A SEDS e a UBM disponibilizaram duas gestoras, uma de cada órgão, que eram responsáveis pela elaboração do projeto e acompanhamento das atividades e objetivavam o aprimoramento e crescimento profissional das mulheres que participariam da lavanderia.
Deveriam trabalhar para fortalecer a participação ativa das mesmas na gestão do projeto, proporcionando transparência e monitoramento das ações.
É importante ressaltar que a sua implantação se deu após amplo debate com moradoras locais e representantes de entidades, como Universidade Católica de Santos, Observatório da Mulher, Fórum da Cidadania de Santos, Prefeitura Municipal de Santos, União Brasileira de Mulheres, Sindicato dos Operários Portuários de Santos e Região e Sindicato dos Trabalhadores Administrativos em Capatazia, nos Terminais Privativos e Retroportuários e na Administração em Geral dos Serviços Portuários do Estado de São Paulo.

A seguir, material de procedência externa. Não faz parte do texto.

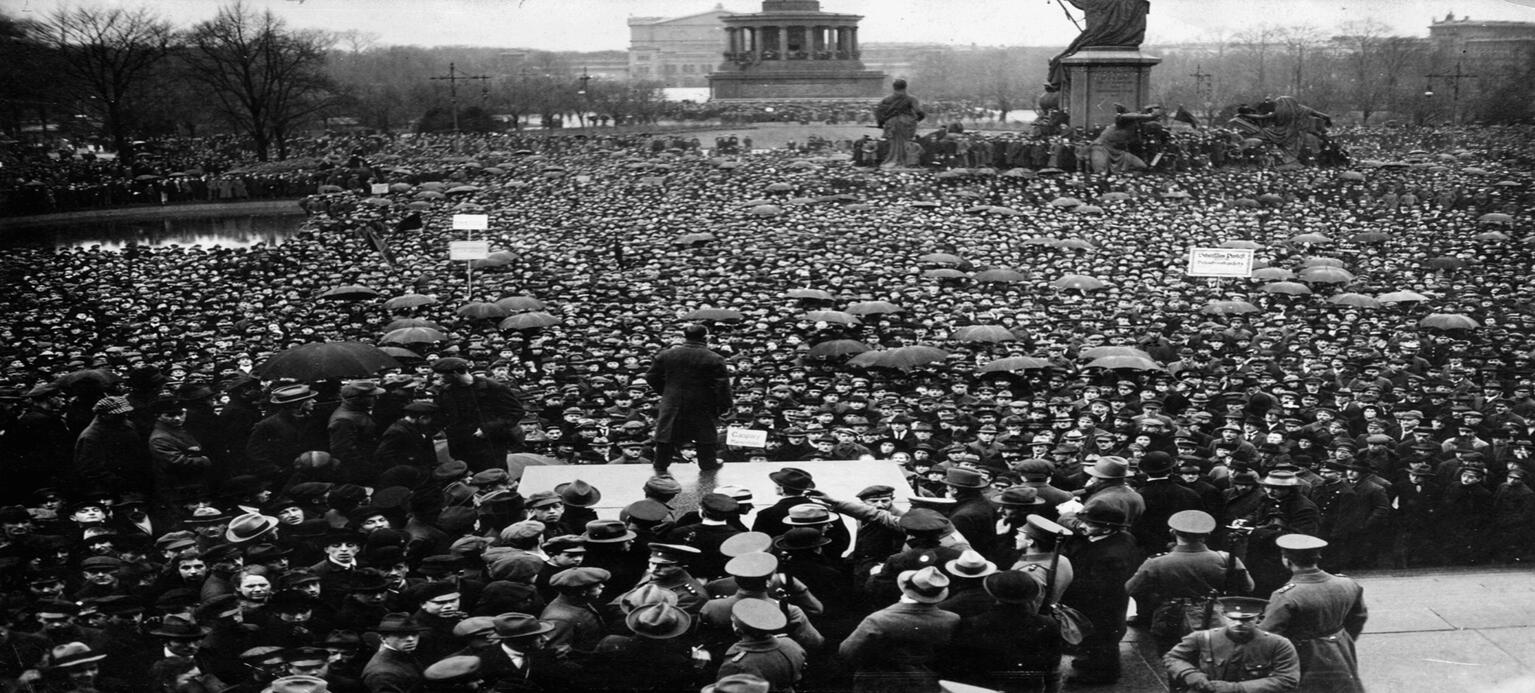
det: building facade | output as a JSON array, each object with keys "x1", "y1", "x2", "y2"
[
  {"x1": 1428, "y1": 13, "x2": 1535, "y2": 72},
  {"x1": 708, "y1": 0, "x2": 885, "y2": 100},
  {"x1": 628, "y1": 6, "x2": 732, "y2": 87}
]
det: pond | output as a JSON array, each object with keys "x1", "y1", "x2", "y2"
[{"x1": 0, "y1": 212, "x2": 309, "y2": 250}]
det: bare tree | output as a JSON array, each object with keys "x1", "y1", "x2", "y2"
[
  {"x1": 1230, "y1": 24, "x2": 1285, "y2": 97},
  {"x1": 44, "y1": 5, "x2": 172, "y2": 164},
  {"x1": 1334, "y1": 20, "x2": 1423, "y2": 125},
  {"x1": 181, "y1": 1, "x2": 335, "y2": 160},
  {"x1": 1276, "y1": 25, "x2": 1324, "y2": 96}
]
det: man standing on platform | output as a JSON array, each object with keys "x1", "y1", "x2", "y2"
[
  {"x1": 1258, "y1": 534, "x2": 1367, "y2": 693},
  {"x1": 646, "y1": 324, "x2": 731, "y2": 474},
  {"x1": 874, "y1": 79, "x2": 926, "y2": 169}
]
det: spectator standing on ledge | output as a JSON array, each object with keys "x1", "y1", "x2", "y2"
[{"x1": 646, "y1": 324, "x2": 732, "y2": 474}]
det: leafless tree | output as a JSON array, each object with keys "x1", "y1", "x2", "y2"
[{"x1": 44, "y1": 5, "x2": 172, "y2": 163}]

A inauguração da Lavanderia 8 de Março se deu em janeiro de 2009, após o término das licitações para aquisição dos equipamentos, bem como definição do local para instalá-la. Houve a consolidação da evolução de um equipamento, que seria de treinamento de mulheres, com o objetivo de higienizar roupas para um empreendimento econômico solidário.

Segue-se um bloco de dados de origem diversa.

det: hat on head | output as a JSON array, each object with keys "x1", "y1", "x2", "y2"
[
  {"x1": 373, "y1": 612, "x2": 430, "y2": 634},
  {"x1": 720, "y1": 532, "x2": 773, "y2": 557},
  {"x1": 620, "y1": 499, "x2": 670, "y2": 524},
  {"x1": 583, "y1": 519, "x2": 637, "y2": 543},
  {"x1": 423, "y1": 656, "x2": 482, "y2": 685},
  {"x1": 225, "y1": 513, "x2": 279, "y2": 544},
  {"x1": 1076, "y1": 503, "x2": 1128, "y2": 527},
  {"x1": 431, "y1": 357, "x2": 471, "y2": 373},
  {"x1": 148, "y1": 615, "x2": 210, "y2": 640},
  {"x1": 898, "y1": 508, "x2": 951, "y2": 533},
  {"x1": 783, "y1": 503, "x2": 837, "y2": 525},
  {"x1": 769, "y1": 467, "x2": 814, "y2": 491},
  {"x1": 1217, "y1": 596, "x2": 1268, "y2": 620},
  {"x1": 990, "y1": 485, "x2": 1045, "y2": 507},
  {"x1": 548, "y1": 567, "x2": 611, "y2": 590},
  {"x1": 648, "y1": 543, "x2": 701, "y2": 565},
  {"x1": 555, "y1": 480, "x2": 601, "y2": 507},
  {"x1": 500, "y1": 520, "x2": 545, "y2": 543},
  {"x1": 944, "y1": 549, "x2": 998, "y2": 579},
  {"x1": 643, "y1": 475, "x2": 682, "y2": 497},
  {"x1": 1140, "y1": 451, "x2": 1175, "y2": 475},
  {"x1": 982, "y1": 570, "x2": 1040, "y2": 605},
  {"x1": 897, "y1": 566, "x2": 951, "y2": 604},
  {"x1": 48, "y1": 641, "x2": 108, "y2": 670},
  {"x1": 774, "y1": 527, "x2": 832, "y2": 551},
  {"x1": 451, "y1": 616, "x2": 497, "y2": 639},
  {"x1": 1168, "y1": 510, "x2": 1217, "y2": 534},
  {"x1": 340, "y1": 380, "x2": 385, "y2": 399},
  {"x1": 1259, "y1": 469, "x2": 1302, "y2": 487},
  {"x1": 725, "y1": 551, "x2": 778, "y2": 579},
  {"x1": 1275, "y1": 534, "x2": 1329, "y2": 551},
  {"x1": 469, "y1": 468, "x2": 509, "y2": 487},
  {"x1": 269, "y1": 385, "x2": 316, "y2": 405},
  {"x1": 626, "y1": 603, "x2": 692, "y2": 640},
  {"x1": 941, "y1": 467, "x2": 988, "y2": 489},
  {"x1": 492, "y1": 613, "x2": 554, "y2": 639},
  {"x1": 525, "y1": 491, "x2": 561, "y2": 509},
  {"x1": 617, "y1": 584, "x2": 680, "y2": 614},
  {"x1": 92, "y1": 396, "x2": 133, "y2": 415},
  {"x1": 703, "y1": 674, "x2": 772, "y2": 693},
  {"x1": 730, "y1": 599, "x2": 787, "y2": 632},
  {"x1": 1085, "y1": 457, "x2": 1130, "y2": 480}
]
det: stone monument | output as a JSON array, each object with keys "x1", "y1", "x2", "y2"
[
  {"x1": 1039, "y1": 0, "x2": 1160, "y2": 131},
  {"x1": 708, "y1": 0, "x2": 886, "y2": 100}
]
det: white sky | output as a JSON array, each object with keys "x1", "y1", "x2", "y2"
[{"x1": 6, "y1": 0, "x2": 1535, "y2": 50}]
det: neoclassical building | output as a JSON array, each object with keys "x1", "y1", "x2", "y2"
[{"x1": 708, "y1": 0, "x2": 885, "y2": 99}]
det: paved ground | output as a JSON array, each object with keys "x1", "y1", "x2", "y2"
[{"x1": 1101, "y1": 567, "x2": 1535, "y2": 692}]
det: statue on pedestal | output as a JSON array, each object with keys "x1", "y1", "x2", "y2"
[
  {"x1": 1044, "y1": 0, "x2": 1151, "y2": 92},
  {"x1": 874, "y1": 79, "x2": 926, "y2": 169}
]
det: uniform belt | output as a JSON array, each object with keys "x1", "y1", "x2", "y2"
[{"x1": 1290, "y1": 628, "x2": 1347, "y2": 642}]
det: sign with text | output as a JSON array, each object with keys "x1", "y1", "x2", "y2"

Desde então, a Lavanderia 8 de Março passou a ser uma referência para os demais municípios da Baixada Santista e de outras regiões, por ser uma inovação como política pública de inserção socioeconômica e por sua forma de organização, que sempre desperta interesse em governantes, gestores de políticas públicas e integrantes de outros empreendimentos e de pessoas vinculadas ao movimento de economia solidária.
Como exemplo pode-se citar a Lavanderia Lav Paty Solidária de Guarujá, que foi organizada com apoio integral, técnico e organizacional, das integrantes da Lavanderia 8 de Março. As suas integrantes fazem reservas para a compra de insumos, reparos nas máquinas, abono de Natal – nos empreendimentos de economia solidária não há salário, por isso não se utiliza o termo décimo terceiro – e emergencial. Este último as mantém neste momento difícil de afastamento social em que a demanda de serviços caiu de forma acentuada em todas as áreas.
A Lavanderia 8 de Março é um empreendimento que mobiliza recursos monetários, de origem não mercantil, caracterizados pelo apoio da prefeitura com o pagamento do aluguel do local, água e energia elétrica; recursos mercantis que estão relacionados com os valores cobrados pelos serviços de higienização de roupas dos clientes e aqueles não monetários e não mercantis, que são os esforços de voluntários para apoio à gestão do empreendimento.
Como exemplo pode-se citar o plano de negócios da lavanderia, que foi elaborado por um voluntário, e as várias atividades de formação técnica e organizacional as quais participaram as integrantes da lavanderia, que tem o mesmo caráter.
Além disso, vereadores do PT e do PSDB, como Telma de Souza e Cacá Teixeira, respectivamente, já destinaram verbas parlamentares para a compra de insumos e maquinários. Trata-se, também, de recursos monetários de origem não mercantil.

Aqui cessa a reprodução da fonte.